Issue: The harness finds anomalies that the database team dismisses as "not production-realistic."
Why it happens / is confusing: Some fault combinations are unrealistic, but many "impossible" traces actually reveal hidden assumptions about clocks, leases, or retry semantics. Teams often reject the test before mapping it back to the claim they made.
Clarification / Fix: Compare the nemesis to real operational risks. If Harbor Point depends on time-based leader leases, clock skew belongs in scope. If the system advertises automatic failover, partitions and delayed packets during elections are in scope. Reject only faults that are truly outside the design envelope.
Issue: A test passes once, and the team treats the result as permanent proof.
Why it happens / is confusing: Concurrency bugs are statistical and configuration-sensitive. A passing run may simply have missed the dangerous interleaving, and a minor version upgrade or timeout change can reopen the same class of bug.
Clarification / Fix: Run the suite repeatedly, vary the schedule and load, and keep it in the release process for topology or configuration changes. Jepsen-style validation is a regression asset, not a one-time ceremony.
Advanced Connections
Connection 1: 14.md exposes the internal boundaries; this lesson tests whether those boundaries preserve the contract
Observability tells Harbor Point when WAL archival, replay, or failover behavior is drifting. Jepsen-style validation asks the harder question: when those mechanisms are stressed by partitions or clock skew, does the client-visible history still honor the guarantees the business depends on?

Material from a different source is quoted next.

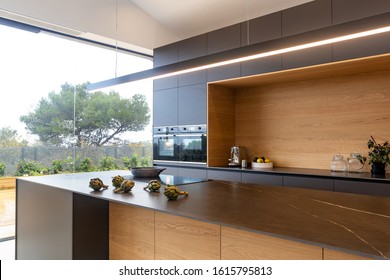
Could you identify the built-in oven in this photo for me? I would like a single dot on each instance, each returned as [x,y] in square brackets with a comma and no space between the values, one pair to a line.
[180,143]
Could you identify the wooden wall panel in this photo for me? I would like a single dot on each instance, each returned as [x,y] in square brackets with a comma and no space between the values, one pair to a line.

Connection 2: 16.md will need failure validation as part of the final architecture, not after it
A geo-distributed database design is a bundle of claims about leaders, replicas, read modes, and recovery posture. The capstone is credible only if Harbor Point can translate those claims into workloads, fault models, and checkers before the design is called production-ready.
Resources
Optional Deepening Resources
- [DOC] Jepsen Analyses
- Focus: Read real consistency failures and see how workload design, nemesis choices, and history analysis expose bugs that ordinary load tests miss.
- [PAPER] Linearizability: A Correctness Condition for Concurrent Objects
- Focus: The formal model behind single-copy behavior and why "acknowledged" must correspond to one valid global history.
- [PAPER] Elle: Inferring Isolation Anomalies from Experimental Observations
- Focus: How modern checkers infer transactional anomalies from histories instead of relying only on hand-written assertions.
- [BOOK] Designing Data-Intensive Applications
- Focus: Review the chapters on replication, transactions, and fault tolerance, then map those guarantees into the kinds of invariants Harbor Point is trying to test.
Key Insights
- A Jepsen-style test starts with a claim, not with random breakage - The workload and checker must correspond to the exact durability, visibility, or idempotency promise the service makes.
- Client-visible history is the ground truth for correctness - Partitions, crashes, and timeouts matter only because they can produce histories that should be impossible under the claimed consistency model.
- The result has to change an engineering decision - A useful anomaly leads to a tighter lease rule, safer retry contract, better fencing, or a rejected release, not just an interesting graph.